A paper from the Harvard University Joint Center for Housing Studies (JCHS), Measuring Housing Affordability: Assessing the 30 Percent of Income Standard, compares two different measures of housing cost burdens: the common 30% housing cost-to-income ratio and the residual income approach. The paper finds that the two measures produce similar metropolitan area-wide rates of cost burden overall, but the 30% standard significantly underestimates cost burdens for the lowest income households and families with children and overestimates cost burdens for higher income households and single-person households.
The widely used 30% housing cost-to-income standard assumes that households will have difficulty affording other necessities if they spend more than 30% of their income on housing costs. This assumption, however, has two problems. Non-housing living expenses vary with the number and ages of household members, and most necessary household expenses do not rise with income. Therefore, larger families with children and those with extremely low incomes often can’t afford to spend as much as 30% of their incomes on housing without sacrificing other necessities, while small households and those with higher incomes can spend more than 30%. The benefit of using this standard, however, is that data on housing costs and household incomes are readily available for every jurisdiction across the country.

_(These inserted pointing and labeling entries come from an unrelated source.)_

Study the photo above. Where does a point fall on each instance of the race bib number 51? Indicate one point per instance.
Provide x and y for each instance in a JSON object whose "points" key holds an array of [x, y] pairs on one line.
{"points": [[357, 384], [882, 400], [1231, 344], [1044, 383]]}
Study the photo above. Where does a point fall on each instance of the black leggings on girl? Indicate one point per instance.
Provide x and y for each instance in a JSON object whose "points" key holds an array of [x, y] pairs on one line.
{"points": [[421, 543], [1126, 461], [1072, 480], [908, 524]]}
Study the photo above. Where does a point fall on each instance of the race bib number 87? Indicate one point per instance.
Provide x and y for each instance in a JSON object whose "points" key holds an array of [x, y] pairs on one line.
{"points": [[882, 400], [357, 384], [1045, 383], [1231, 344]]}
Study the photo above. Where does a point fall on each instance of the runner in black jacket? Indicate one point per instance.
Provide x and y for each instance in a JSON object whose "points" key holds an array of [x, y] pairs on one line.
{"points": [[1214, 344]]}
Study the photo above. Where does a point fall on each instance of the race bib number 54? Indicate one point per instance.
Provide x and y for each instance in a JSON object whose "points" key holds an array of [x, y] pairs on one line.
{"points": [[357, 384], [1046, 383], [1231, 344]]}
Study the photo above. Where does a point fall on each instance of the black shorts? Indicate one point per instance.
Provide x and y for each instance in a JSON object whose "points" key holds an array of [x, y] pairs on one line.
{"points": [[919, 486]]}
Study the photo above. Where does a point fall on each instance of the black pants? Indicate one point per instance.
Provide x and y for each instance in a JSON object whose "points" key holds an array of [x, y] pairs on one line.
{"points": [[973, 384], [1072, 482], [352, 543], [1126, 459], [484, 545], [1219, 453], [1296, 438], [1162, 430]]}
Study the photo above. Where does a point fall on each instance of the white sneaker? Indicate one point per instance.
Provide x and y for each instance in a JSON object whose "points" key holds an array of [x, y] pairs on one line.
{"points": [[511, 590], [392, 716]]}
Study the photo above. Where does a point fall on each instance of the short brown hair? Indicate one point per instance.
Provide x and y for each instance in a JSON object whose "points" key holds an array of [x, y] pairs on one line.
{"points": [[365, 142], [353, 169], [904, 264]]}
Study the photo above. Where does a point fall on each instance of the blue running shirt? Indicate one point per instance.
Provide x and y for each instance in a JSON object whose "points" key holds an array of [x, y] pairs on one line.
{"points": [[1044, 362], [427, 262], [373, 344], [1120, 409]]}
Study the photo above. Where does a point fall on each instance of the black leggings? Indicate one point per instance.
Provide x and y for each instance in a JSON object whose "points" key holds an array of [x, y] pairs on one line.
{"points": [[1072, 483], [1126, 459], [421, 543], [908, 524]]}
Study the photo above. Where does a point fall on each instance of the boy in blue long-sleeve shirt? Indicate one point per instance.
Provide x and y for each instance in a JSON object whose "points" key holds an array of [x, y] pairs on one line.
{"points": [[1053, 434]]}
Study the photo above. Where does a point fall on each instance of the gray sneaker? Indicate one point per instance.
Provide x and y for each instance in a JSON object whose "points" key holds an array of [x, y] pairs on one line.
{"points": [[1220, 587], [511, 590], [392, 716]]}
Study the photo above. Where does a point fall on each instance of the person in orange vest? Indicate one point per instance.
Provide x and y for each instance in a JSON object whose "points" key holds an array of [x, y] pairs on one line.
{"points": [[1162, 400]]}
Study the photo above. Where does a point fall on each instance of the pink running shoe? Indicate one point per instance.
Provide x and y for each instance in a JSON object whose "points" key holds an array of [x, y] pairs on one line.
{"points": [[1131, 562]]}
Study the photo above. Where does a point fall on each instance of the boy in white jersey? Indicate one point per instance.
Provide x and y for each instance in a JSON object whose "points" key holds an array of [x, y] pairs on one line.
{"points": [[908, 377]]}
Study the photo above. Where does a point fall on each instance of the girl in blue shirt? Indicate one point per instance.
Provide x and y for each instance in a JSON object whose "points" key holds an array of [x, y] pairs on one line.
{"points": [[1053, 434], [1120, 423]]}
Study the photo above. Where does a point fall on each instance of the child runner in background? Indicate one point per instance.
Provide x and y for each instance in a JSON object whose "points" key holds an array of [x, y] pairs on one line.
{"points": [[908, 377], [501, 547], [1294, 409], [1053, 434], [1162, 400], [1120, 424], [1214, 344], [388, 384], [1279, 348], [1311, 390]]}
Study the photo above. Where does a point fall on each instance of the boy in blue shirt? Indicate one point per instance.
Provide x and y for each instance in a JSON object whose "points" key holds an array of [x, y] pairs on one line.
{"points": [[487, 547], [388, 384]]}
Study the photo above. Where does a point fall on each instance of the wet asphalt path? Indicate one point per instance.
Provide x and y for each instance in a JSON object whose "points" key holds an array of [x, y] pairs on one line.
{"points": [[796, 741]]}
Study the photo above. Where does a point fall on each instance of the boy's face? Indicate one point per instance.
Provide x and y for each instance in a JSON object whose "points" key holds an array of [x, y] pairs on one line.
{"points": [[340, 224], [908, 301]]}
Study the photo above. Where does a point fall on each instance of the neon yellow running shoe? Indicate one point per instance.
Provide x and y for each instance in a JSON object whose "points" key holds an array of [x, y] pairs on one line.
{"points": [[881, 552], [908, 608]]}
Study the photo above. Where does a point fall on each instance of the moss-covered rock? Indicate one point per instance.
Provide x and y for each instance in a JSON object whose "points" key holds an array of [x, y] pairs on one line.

The residual income approach to measure cost burdens subtracts necessary expenses like food, transportation, health care, childcare, taxes, and savings from the householder’s income to determine the remaining income available for housing. If housing costs exceed the amount left over (“residual income”), then the household is considered housing cost-burdened, or “shelter poor.” Residual income, or the amount households can afford to pay for housing, varies by household composition and income level. The dilemma with this measure, however, is that data are more complex and difficult to locate for every jurisdiction.
The JCHS paper compares both affordability measures across three metropolitan areas with housing costs varying from high to low—Los Angeles, Phoenix, and Cleveland. Overall, the two approaches produce similar metropolitan area-wide cost burden rates. The residual income approach, however, produces higher cost-burden rates for the lowest income renters and lower rates for the highest income renters when compared to the 30% housing cost-to-income standard. For extremely low income renters (those earning less than 30% of area median income), rates of cost burden under the residual income approach were 10 to 19 percentage points higher than under the 30% standard. In fact, extremely low income renters in the three metropolitan regions had no income remaining for housing costs after paying for other household necessities, regardless of household size. The residual income approach reveals lower rates of cost burdens for single-person households, except for the lowest income individuals, and higher rates for families with children for all income levels, likely due to the high costs of childcare.
The 30% standard provides a reasonably accurate depiction of housing cost burdens, but other measures and data can clarify housing cost burdens when crafting policy. While the residual income approach potentially offers a more precise estimation of who experiences housing cost burdens, the approach can be difficult to use due to limited data and is still not precise, because costs of food, healthcare, and other necessities vary greatly by households of similar incomes and composition. Some families with children, for example, may have childcare expenses, while other families with similar incomes may rely on relatives or friends for free or less expensive childcare.